Researchers from two Louisiana universities recently collected data on two high-level team sports: Major League Baseball (MLB) and the NFL. They then compared those stats to the air quality index for each team's home city. 

Their analysis, published in January, shows that baseball teams commit an extra 0.000993 errors per game for every additional air quality index point, while quarterbacks can expect a 0.23-point dip in their QB rating, an all-around stat for measuring on-field performance. 

This study is the latest in a series of recent papers examining the effects of air quality on athletics. Another study published this year found that air pollution impacts running speed, while one conducted in 2017 linked air quality to the number of passes that soccer players made. 

In this case, researchers accounted for other factors that might affect performance, like the team's budget. 

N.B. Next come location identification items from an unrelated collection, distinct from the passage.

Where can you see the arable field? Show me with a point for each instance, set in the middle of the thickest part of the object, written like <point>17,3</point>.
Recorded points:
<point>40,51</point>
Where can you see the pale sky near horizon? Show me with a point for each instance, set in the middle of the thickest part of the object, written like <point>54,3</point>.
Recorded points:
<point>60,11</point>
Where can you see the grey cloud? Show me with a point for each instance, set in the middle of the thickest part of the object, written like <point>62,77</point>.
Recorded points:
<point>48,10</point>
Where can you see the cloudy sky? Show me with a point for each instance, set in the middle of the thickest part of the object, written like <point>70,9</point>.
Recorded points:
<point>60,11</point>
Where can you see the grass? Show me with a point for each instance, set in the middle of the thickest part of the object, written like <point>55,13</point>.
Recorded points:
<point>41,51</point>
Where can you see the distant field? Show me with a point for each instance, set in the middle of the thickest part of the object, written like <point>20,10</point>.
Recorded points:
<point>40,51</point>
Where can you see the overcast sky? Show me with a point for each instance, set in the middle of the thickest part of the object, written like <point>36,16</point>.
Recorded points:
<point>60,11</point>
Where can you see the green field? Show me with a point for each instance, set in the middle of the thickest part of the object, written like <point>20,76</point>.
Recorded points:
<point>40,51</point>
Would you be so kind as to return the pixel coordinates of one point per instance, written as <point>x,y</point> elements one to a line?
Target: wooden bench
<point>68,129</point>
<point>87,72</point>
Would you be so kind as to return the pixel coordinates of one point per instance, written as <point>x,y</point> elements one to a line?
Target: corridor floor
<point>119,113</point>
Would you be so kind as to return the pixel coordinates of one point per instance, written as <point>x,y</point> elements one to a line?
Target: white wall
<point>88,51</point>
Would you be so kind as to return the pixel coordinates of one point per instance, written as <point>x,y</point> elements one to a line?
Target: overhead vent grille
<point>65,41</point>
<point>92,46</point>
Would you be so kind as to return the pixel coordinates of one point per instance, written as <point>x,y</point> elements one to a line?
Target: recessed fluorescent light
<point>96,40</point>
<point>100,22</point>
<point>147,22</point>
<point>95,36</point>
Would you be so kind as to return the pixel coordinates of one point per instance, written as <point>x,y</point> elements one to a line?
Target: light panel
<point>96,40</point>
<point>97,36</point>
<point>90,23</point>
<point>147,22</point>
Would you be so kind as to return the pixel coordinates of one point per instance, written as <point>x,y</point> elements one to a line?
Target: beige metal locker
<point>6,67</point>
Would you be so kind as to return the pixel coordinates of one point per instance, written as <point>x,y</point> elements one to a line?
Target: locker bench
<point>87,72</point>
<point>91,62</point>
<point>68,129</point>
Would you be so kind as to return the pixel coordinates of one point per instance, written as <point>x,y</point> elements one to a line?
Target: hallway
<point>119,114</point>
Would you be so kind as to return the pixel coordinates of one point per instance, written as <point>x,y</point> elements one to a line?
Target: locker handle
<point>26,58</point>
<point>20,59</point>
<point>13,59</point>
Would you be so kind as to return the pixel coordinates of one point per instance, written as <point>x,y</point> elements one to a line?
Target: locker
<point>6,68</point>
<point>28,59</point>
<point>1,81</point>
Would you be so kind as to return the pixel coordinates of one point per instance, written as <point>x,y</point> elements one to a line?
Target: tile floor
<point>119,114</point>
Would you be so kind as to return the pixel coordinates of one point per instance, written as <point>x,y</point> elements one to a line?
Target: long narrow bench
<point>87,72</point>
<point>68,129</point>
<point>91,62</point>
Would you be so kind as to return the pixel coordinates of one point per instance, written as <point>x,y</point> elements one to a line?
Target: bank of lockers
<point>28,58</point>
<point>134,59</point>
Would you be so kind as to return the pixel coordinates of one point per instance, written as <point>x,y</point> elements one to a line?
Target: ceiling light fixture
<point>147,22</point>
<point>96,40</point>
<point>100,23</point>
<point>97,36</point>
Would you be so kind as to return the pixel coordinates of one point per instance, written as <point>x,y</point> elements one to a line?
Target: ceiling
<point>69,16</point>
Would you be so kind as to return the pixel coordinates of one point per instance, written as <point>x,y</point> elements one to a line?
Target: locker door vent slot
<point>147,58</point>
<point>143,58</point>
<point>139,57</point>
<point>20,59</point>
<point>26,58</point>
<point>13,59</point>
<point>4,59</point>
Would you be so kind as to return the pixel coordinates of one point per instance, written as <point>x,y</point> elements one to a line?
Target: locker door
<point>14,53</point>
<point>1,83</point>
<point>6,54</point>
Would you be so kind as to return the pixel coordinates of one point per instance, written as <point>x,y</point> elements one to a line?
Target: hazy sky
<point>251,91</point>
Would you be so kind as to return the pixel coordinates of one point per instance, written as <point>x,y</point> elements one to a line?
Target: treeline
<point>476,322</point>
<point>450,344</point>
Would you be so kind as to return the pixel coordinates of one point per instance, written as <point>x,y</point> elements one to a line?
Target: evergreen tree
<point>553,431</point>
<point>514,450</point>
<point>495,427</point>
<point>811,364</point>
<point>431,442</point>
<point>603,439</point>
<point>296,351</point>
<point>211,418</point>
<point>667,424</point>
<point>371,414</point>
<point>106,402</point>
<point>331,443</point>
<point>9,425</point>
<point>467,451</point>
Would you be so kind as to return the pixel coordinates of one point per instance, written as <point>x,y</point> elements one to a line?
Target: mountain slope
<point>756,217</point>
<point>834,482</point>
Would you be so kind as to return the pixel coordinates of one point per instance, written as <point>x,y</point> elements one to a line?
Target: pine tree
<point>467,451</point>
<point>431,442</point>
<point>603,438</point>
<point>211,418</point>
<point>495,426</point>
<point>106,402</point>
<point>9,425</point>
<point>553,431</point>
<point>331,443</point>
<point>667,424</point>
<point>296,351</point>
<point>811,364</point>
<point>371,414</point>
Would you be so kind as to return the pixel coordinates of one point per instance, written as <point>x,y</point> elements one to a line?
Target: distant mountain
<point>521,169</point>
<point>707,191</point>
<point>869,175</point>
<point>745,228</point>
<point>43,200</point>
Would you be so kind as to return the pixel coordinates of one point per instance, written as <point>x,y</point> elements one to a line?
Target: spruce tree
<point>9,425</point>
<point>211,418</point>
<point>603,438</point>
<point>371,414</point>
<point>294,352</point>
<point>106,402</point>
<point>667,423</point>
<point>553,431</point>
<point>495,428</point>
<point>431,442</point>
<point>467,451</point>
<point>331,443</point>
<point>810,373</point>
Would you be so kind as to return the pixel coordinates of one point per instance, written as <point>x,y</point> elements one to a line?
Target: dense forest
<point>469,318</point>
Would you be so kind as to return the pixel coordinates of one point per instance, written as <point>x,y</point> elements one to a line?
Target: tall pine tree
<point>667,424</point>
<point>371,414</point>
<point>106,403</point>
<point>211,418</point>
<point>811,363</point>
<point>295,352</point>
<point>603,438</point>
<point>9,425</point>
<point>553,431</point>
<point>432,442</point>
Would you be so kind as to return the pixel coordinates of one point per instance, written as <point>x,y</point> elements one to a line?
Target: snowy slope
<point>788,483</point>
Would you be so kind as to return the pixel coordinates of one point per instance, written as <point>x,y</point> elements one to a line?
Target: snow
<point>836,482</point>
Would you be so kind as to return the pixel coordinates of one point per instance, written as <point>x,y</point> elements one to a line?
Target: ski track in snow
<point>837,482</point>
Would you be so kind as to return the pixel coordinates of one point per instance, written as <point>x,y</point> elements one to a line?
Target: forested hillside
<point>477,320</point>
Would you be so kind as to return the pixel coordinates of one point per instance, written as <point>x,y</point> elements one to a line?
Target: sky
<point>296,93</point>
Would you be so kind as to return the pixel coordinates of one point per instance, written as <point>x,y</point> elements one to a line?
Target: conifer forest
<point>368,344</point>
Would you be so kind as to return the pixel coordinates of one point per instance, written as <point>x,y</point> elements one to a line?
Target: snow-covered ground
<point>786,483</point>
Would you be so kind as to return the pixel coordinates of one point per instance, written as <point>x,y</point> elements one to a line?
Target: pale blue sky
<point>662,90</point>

Francis Pope, a University of Birmingham professor of atmospheric studies, told The Daily Beast that this data is about more than just the heart and lungs — pollution also affects the brain. Unlike a sport like track in which the athlete is constantly moving, baseball and football are played in short bursts, so errors can easily occur due to failures in judgment. 

"Certainly the evidence is piling up," he told the outlet, "that pollution does appear to have an effect on the cognitive impacts of people, both in the short term and, via increased rates of diseases like Alzheimer's, the long term." 

Study co-author Jeremy Foreman stressed to the Daily Beast that air quality isn't the only factor that can affect an athlete's performance. 

"It doesn't mean that a high-performing quarterback is going to all of a sudden be awful because he's playing in a certain city," he said. "But how much better could you be if there was better air?"